Zum Interview mit Volkert Volkmann in H&H 1

Auf Aufforderung verschiedener Leute sehe mich genötigt, die mißverständliche Übersetzung des Wortes “Yggdrasil” mit “Ich trage Heil” über die Herleitung “Ygg=Ich, dra=trage, sa(!)l=Heil”, getätigt von Volkert Volkmann während des Interviews mit Vertretern der Zeitschrift “Hag&Hexe”, abgedruckt in der Erstausgabe erwähnter Zeitschrift, zu korrigieren, auch wenn die Aktualität meines Beitrages zu diesem Zeitpunkt schon etwas zu wünschen übrig lässt.

Volkert Volkmann widerspricht mit seiner Deutung leider jeglicher sprachwissenschaftlichen Erkenntnis, und dies lexikalisch, methodologisch, etymologisch und (literatur)historisch.

Yggdrasil wird im allgemeinen übersetzt mit “Roß des Schrecklichen”, und bezieht sich als Kenning (Nordische Form einer poetischen Umschreibung) damit auf Odins Runenerwerbung.

Man sieht also in dieser Bezeichnung eine Zusammensetzung aus “Yggr” = “der Schreckliche”, ein oft benutzter Beiname Odins, und dem Wort “drasill” = “Roß”, das sich auch im überlieferten Pferdenamen “drosull” (mit Häkchen unter dem -o-) wiederfindet.

“Ich” hieße an.:”ek”, “(ich) trage” hieße “ber”, “heil” hieße “heill”. Es gibt das Verb “draga” für “tragen, ziehen” (vgl. engl. “to drag”), das allerdings nicht in ideellen Zusammenhängen überliefert ist, sondern ausschließlich in Zusammenhang mit körperlicher Arbeit mit konkreten Gegenständen (Pflüge z.B.). Dieses Wort trotzdem vorausgesetzt bliebe es jedoch auch als “drag” stehen, da das Altnordische hier keine Möglichkeit bietet, ein zur Wurzel gehöriges -g am Ende wegfallen zu lassen – im Gegenteil, es kann im Präteritum sogar noch weiter zu -kk verstärkt werden.

Es ist in keiner germanischen Sprache geschehen, daß sich ein -i- zu einem -a- wandelte, und auch Ablautung findet nicht zwischen diesen beiden Vokalen statt, im Gegenteil, sie sind durch Zugehörigkeit zu verschiedenen Ablautgruppen strikt getrennt. Es gibt daher keine Möglichkeit, die Silbe “-sill” über einen willkürlichen Vokaltausch mit dem lateinischen (!) “salus” = “Heil” zu assoziieren. Die altnordische Entsprechung zu diesem Wort lautet darüber hinaus “saela” und ist auf die Bedeutung “Glück” beschränkt.

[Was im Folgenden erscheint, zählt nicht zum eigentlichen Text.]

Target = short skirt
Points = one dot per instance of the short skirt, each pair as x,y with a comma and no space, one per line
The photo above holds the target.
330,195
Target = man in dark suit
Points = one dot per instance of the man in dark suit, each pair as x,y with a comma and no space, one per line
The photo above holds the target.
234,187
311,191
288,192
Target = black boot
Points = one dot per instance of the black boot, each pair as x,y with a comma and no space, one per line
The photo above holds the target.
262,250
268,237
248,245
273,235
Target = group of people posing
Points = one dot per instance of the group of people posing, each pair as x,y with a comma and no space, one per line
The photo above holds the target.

Die mit Überzeugung vorgetragene Übersetzung Volkert Volkmanns lässt sich also getrost in den Bereich des Küchenlatein (oder besser Küchennordisch?) verlegen. Ich hoffe, daß der erweckte Eindruck, er beherrsche die altnordische Sprache, nicht beabsichtigt war, da er nicht zutrifft. Ich hoffe jedenfalls, daß seine Kompetenzen bezüglich des Kymrischen fundierter sind als beim Altnordischen.

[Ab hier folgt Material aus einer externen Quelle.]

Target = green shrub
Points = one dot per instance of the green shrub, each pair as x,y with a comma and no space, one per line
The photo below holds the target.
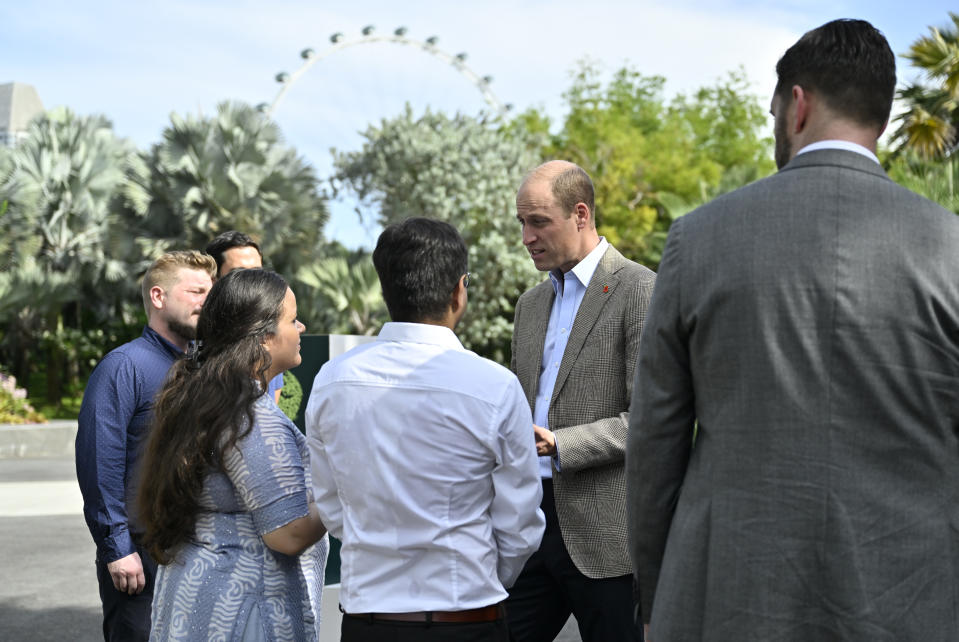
291,396
14,408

Methodologisch will ich doch kurz festhalten, daß die Auflösung von Wörtern in ihre Silben und die Vermutung, jede Silbe sei bedeutungstragend, so vorgetragen mehr als problematisch ist und durchaus zu Mißverständissen führen kann, erinnert sie doch an die Wortverstümmelungspraxis eines Kummer, List und Marby, die sich auch ganz bewußt über sämtliche sprachwissenschaftliche Praxis hinweggesetzt hat, in dem Glauben, so die von den Armanen, der kulturstiftenden Herrscherrasse der ariosophischen Lehre, in die Sprache hineinkodierten “Wahrheiten” erkennen zu können.

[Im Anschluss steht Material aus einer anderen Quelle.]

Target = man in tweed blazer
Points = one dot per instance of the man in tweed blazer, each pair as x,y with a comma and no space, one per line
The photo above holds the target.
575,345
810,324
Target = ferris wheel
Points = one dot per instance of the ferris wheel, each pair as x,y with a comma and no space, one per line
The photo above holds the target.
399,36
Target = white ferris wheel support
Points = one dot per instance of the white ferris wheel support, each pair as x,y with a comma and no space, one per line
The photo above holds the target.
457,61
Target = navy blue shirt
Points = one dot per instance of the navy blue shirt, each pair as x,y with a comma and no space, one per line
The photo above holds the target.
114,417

Wenn Volkert Volkmann beklagt, daß man ihn in die Nähe menschenverachtender Ideologien rückt, was ich persönlich nie getan habe und hier auch nicht beabsichtige, dann rate ich ihm zu etwas mehr Fingerspitzengefühl: Ich sehe seine Kontakte zum Armanenorden, ich sehe Methodik und Lehre, die der ariosophischen ähnlich sehen. Das Mißtrauen von Leuten kann ich nachvollziehen und sollte auch von V.V. nachvollziehbar sein. Hier sind vertrauensbildende Maßnahmen gefragt, die ich als legitimen Anspruch der Gesellschaft gegenüber Personen sehe, die sich in dieser präsentieren wollen (und somit etwas repräsentieren wollen, das über die eigene Person hinausgeht – hoffe ich doch).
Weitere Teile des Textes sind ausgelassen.